A l’unanimité, les interviewés récusent le terme d’autocensure mais parlent plutôt d’autocontrôle ; des limites à ne pas dépasser. Le but n’étant en aucun cas de ne pas froisser l’opinion publique mais plutôt de faire un travail de filtrage et de cadrage de l’information.

Unanimement, les journalistes s’accordent sur le fait qu’une sensibilité politique personnelle existe mais ne doit en aucun cas interférer avec leur travail. Quand ils sont dans leur peau de journalistes, ils doivent retirer leurs lunettes personnelles pour enfiler leur paire de journalistes. Le but ultime étant de fournir au citoyen une information factuelle, neutre, objective et surtout vérifiée. Les italiens eux soulignent l’importance de rendre l’information lisible, ils parlent de « sex appeal » mais sans pour autant changer le fond (le factuel) de l’information.

De manière générale, les journalistes ne se considèrent pas spécialement comme étant un 4ème pouvoir mais par contre, se sentent réellement investit d’une mission : rendre la meilleure information possible accessible à tous.

 

Enfin, vis-à-vis de la littérature scientifique, il faut bien admettre que les résultats des interviews menées se rapprochent du discours dominant. D’abord sur le fait que le concept est nouveau et parfois inconnu. Certains enquêtés ont exprimé leur méconnaissance de la post-vérité. Comme le soulignait Jean François Daoust, les moyens d’informations sont de plus en plus importants et les journalistes souligne l’importance de fournir une information vérifiée dans un monde où tout est de plus en plus rapide et où la concurrence entre les médias fait rage.

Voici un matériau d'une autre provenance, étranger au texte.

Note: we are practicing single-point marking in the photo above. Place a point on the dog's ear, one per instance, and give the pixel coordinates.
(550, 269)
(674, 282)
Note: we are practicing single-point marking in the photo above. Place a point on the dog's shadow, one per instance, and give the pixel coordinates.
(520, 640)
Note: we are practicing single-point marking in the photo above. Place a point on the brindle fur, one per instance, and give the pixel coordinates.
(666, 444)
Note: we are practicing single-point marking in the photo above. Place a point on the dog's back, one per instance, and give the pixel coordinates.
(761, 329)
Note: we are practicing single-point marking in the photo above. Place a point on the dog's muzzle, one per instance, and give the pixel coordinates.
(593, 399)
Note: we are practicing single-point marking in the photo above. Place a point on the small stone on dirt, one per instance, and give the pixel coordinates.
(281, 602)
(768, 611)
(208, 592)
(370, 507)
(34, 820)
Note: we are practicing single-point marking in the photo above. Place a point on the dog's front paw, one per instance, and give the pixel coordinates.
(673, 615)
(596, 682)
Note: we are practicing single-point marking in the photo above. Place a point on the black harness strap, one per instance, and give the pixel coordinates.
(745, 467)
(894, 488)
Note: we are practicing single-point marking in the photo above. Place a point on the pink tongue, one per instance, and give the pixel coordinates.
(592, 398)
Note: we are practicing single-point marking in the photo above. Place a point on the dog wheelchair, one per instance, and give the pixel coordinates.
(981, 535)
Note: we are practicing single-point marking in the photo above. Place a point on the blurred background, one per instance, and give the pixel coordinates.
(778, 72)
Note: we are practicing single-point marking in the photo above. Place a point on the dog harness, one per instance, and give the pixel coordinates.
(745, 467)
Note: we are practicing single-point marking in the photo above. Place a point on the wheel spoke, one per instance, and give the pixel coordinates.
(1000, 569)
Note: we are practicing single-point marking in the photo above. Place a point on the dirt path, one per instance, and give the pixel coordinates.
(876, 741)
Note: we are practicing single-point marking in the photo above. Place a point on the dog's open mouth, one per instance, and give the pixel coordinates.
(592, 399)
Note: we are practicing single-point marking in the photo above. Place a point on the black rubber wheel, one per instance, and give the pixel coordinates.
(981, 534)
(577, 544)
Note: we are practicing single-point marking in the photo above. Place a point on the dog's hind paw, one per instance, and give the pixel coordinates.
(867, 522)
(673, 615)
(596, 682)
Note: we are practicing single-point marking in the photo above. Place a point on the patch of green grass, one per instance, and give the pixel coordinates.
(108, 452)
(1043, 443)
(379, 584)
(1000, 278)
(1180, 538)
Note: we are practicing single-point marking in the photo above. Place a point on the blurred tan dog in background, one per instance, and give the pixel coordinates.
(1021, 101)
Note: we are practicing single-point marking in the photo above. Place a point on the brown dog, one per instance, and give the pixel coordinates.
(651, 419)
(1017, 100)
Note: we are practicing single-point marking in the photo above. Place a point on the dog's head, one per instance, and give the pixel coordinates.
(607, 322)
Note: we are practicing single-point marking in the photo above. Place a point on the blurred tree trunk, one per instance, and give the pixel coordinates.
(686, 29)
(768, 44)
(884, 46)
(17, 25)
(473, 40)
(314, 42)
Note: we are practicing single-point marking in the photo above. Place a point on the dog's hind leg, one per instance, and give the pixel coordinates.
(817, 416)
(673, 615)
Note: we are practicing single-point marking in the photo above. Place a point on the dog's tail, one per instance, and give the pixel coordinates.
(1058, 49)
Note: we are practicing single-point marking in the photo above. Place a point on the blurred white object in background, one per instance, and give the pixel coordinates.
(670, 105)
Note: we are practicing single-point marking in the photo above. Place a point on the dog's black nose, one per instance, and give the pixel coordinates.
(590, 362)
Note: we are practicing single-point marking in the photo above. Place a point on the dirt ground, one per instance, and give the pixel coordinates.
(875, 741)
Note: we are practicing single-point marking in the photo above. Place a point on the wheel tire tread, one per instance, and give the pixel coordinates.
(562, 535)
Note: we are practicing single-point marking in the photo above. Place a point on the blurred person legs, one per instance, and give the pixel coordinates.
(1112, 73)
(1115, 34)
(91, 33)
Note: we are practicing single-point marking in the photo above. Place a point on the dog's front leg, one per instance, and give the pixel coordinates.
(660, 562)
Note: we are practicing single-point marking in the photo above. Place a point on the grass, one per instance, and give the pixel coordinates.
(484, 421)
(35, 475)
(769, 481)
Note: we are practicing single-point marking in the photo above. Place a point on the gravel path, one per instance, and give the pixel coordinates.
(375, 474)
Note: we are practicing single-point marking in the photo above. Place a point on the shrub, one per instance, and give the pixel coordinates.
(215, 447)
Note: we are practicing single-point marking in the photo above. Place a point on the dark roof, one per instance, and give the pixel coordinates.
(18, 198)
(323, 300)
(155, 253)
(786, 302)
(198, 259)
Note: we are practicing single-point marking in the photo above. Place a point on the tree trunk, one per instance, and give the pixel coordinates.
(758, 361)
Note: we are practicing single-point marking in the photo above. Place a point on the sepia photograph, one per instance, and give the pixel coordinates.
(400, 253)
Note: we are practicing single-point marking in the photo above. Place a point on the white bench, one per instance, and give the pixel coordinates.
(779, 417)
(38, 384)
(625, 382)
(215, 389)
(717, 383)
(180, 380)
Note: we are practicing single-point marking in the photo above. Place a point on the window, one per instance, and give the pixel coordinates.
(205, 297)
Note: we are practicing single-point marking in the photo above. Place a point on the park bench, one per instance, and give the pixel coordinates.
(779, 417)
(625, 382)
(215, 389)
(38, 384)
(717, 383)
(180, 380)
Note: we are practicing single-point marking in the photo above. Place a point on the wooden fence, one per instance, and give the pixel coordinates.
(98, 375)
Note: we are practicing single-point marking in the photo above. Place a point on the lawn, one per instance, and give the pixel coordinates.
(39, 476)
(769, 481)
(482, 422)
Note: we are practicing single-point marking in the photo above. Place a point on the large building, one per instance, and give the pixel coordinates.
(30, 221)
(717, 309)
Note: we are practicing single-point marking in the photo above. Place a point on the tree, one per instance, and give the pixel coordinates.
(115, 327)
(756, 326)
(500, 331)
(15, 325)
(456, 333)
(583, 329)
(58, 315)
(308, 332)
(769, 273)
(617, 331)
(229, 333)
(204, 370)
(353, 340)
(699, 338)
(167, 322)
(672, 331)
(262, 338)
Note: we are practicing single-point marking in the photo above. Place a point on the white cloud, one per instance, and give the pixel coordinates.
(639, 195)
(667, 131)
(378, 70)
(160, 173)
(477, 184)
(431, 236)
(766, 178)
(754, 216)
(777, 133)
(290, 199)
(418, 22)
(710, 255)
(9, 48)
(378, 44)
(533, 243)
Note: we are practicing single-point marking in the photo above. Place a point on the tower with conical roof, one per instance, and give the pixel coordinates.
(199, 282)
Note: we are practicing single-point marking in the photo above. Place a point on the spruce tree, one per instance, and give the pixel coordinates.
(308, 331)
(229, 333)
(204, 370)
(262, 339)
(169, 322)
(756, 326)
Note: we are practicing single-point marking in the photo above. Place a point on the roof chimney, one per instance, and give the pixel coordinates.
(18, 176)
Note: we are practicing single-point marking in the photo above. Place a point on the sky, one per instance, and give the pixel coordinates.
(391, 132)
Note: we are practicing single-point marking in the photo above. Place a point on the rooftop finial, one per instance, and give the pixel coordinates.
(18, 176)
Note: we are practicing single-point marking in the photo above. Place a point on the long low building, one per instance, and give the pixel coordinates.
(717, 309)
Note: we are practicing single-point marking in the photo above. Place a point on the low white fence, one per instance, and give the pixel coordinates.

Comme le soulignaient des chercheurs, les journalistes ne pensent pas que les fake news ont eu un réel impact sur l’élection de Donald Trump mais que ce problème risque, dans un avenir plutôt proche, de poser de sérieux problème et que par conséquent, il est primordial de s’y atteler. La transposition de la méfiance des institutions envers les institutions médiatiques est aussi confirmée. Journalistes et auteurs s’accordent sur le problème de l’érosion du débat de fond par rapport aux émotions, rendues nécessaire par la concurrence entre les médias, expliquée par la pénétration du champ économique dans le champ journalistique (selon Pierre Bourdieu). Ils s’accordent aussi sur le fait que la critique des médias (par la classe dirigeante) n’est pas nouvelle et que cela date parfois de plusieurs siècles. Enfin, ils rappellent que le monde médiatique ne peut subsister sans le monde politique et vice-versa.

 

Les journalistes se distinguent de la littérature en ceci qu’il se considère indépendants de la sphère politique alors que certains auteurs estiment quant à eux que les connivences entre ces deux mondes sont trop fortes.

 

De manière générale, nous pouvons donc dire que nos hypothèses n’ont pas été vérifiées mais que les résultats des entretiens se rapprochent de la littérature. Il faut souligner aussi qu’il existe des tendances nationales (linguistiques).